Craig Thomson
2006-May-19 07:36 UTC
[Lustre-discuss] Lustre as a distributed replicated file store
I am looking for a distributed filesystem to manage data accross four sites with varying connection speeds (up to 2MBit Fibre and as low as 2Meg DSL for smaller site). THe setup i would like is as follows: 4 identical linux machines with equal sized hard disks in mirrored raid. All machines would be data stores and clients (if I understand a client correctly to be a kind of access point for the data). There would obviously be a Metadata server running on one of these and perhaps a failover. These machines would be networked by VPN. I would like data replicated to all sites and for data to propogate through the system. How I am thinking this will work is as follows: A user at any of the sites accesses the filesystem. It locks any files on the Meta server and performs the work to be done, reading and writing from the closest storage target (on the same machine as its client). When changes are applied the Metadata keeps track that the latest version of the file is on that particular storage target and when it is requested it is replicated to whoever requested it. Full replication of any oputstanding files can then be done overnight so that network bandwidth is kept down dusring the day. So basically i want to replicate on the fly only when required, then run a cron job or some other timed function to do the rest later. Hopefully you understand what I am trying to do. Is this possible? Is this possible with Lustre? Thanks in advance
Andreas Dilger
2006-May-19 07:36 UTC
[Lustre-discuss] Lustre as a distributed replicated file store
On Feb 06, 2006 09:50 -0600, Craig Thomson wrote:> I would like data replicated to all sites and for data to propogate > through the system. How I am thinking this will work is as follows:Lustre currently does not do data replication itself, though this is a feature we are working toward.> A user at any of the sites accesses the filesystem. It locks any files > on the Meta server and performs the work to be done, reading and writing > from the closest storage target (on the same machine as its client). > When changes are applied the Metadata keeps track that the latest > version of the file is on that particular storage target and when it is > requested it is replicated to whoever requested it.
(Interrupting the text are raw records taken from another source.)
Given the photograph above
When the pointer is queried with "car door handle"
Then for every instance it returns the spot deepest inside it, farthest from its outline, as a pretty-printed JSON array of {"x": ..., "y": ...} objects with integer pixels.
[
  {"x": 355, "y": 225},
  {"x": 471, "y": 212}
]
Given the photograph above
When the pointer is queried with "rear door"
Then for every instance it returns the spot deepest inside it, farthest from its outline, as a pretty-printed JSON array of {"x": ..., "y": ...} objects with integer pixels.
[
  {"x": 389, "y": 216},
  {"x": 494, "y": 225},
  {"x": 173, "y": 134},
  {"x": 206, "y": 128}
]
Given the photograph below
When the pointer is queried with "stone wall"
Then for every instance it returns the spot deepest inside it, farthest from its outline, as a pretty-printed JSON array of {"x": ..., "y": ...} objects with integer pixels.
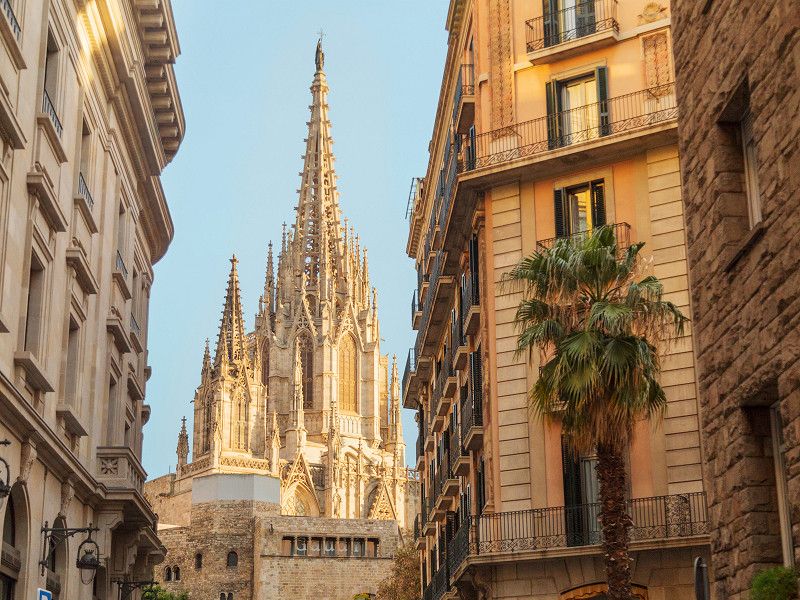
[{"x": 745, "y": 281}]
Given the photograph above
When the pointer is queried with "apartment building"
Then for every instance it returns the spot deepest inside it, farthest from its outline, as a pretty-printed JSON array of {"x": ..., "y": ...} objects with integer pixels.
[
  {"x": 554, "y": 117},
  {"x": 89, "y": 117},
  {"x": 741, "y": 179}
]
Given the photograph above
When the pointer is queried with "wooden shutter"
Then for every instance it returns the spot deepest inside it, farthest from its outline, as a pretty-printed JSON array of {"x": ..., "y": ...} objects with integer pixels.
[
  {"x": 601, "y": 78},
  {"x": 550, "y": 22},
  {"x": 553, "y": 129},
  {"x": 598, "y": 203},
  {"x": 559, "y": 199},
  {"x": 572, "y": 475},
  {"x": 584, "y": 18}
]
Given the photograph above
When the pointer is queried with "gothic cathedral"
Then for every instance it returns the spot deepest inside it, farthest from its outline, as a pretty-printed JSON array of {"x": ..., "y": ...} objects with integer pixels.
[{"x": 307, "y": 395}]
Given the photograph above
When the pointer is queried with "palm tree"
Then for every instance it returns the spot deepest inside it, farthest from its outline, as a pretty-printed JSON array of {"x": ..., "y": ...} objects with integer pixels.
[{"x": 599, "y": 330}]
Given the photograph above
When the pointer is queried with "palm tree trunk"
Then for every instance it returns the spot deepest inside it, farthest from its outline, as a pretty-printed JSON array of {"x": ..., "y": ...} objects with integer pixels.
[{"x": 614, "y": 521}]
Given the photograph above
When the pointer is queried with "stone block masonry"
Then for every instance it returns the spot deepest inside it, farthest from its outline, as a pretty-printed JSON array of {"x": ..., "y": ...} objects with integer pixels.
[{"x": 738, "y": 66}]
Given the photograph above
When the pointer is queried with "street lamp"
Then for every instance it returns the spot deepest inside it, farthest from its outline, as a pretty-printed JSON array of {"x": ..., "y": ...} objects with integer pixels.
[
  {"x": 5, "y": 484},
  {"x": 88, "y": 560}
]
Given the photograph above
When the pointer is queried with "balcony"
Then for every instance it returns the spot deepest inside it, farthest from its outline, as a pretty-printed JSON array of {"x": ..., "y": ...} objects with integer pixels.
[
  {"x": 574, "y": 30},
  {"x": 464, "y": 99},
  {"x": 472, "y": 421},
  {"x": 622, "y": 231},
  {"x": 118, "y": 467},
  {"x": 659, "y": 518},
  {"x": 470, "y": 304},
  {"x": 83, "y": 190},
  {"x": 581, "y": 125},
  {"x": 50, "y": 111}
]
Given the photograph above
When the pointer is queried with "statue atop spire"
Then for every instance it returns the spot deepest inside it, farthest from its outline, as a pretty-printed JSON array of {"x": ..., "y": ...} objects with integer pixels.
[{"x": 320, "y": 56}]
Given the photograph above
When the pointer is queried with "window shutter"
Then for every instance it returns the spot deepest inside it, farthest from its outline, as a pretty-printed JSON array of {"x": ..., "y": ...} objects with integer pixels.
[
  {"x": 471, "y": 150},
  {"x": 572, "y": 475},
  {"x": 550, "y": 22},
  {"x": 598, "y": 204},
  {"x": 551, "y": 89},
  {"x": 585, "y": 18},
  {"x": 601, "y": 78},
  {"x": 558, "y": 204}
]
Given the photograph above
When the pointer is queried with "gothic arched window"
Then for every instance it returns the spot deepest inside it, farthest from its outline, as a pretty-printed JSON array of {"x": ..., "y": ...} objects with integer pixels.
[
  {"x": 240, "y": 433},
  {"x": 306, "y": 345},
  {"x": 347, "y": 374}
]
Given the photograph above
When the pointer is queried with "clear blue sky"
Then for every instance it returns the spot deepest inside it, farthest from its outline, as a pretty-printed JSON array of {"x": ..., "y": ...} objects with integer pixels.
[{"x": 244, "y": 75}]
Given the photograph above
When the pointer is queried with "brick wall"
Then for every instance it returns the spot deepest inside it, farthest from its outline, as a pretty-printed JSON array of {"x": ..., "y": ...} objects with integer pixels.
[{"x": 744, "y": 283}]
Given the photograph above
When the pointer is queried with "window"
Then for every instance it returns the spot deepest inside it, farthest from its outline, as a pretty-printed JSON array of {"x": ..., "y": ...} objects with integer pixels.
[
  {"x": 566, "y": 20},
  {"x": 347, "y": 374},
  {"x": 34, "y": 315},
  {"x": 306, "y": 346},
  {"x": 73, "y": 350},
  {"x": 577, "y": 109},
  {"x": 779, "y": 458},
  {"x": 750, "y": 169},
  {"x": 10, "y": 524},
  {"x": 580, "y": 208}
]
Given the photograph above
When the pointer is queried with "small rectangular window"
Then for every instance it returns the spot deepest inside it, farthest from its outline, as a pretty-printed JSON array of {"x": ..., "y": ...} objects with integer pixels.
[{"x": 750, "y": 169}]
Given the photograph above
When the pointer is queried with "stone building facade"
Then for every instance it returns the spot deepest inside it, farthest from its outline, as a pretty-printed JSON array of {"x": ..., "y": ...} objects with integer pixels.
[
  {"x": 306, "y": 399},
  {"x": 738, "y": 67},
  {"x": 553, "y": 118},
  {"x": 89, "y": 117}
]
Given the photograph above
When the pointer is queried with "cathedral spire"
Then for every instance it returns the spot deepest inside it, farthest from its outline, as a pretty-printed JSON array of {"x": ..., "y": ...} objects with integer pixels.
[
  {"x": 318, "y": 206},
  {"x": 231, "y": 342}
]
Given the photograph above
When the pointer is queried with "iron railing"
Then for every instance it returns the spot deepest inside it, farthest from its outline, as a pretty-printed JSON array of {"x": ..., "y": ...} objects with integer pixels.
[
  {"x": 582, "y": 124},
  {"x": 465, "y": 86},
  {"x": 440, "y": 582},
  {"x": 471, "y": 414},
  {"x": 411, "y": 366},
  {"x": 121, "y": 265},
  {"x": 585, "y": 18},
  {"x": 83, "y": 190},
  {"x": 135, "y": 326},
  {"x": 415, "y": 307},
  {"x": 470, "y": 296},
  {"x": 430, "y": 297},
  {"x": 12, "y": 19},
  {"x": 50, "y": 111},
  {"x": 622, "y": 231},
  {"x": 458, "y": 548},
  {"x": 660, "y": 517}
]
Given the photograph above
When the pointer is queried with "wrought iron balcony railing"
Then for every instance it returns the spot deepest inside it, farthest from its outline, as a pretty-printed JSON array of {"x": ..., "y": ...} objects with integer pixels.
[
  {"x": 582, "y": 124},
  {"x": 50, "y": 111},
  {"x": 121, "y": 265},
  {"x": 465, "y": 86},
  {"x": 83, "y": 190},
  {"x": 411, "y": 366},
  {"x": 622, "y": 231},
  {"x": 12, "y": 19},
  {"x": 572, "y": 23},
  {"x": 135, "y": 326},
  {"x": 659, "y": 517}
]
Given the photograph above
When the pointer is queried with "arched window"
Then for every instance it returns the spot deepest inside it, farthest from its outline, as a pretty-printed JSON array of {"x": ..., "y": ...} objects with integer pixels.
[
  {"x": 240, "y": 425},
  {"x": 306, "y": 346},
  {"x": 207, "y": 425},
  {"x": 347, "y": 374},
  {"x": 233, "y": 559}
]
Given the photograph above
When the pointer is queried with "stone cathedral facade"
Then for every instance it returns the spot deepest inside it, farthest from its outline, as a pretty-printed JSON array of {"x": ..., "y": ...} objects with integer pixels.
[{"x": 305, "y": 400}]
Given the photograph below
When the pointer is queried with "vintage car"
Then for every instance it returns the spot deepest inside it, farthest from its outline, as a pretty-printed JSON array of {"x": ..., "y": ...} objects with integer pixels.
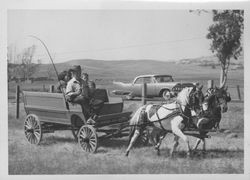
[{"x": 157, "y": 86}]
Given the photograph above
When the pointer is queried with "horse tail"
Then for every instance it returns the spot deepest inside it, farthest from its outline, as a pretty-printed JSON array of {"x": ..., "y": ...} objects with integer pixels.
[
  {"x": 131, "y": 133},
  {"x": 134, "y": 121}
]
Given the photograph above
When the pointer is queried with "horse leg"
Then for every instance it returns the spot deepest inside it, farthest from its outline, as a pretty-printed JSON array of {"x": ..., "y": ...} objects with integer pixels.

Full replication of > any oputstanding files can then be done overnight so that network > bandwidth is kept down dusring the day. > > So basically i want to replicate on the fly only when required, then run > a cron job or some other timed function to do the rest later. Hopefully > you understand what I am trying to do.What you describe is essentially the "InterMezzo" filesystem, which CFS''s predecessor Stelias developed.> Is this possible with Lustre?At some point in the future this will be possible with Lustre. Currently, it is not possible to work in this manner. Cheers, Andreas -- Andreas Dilger Principal Software Engineer Cluster File Systems, Inc.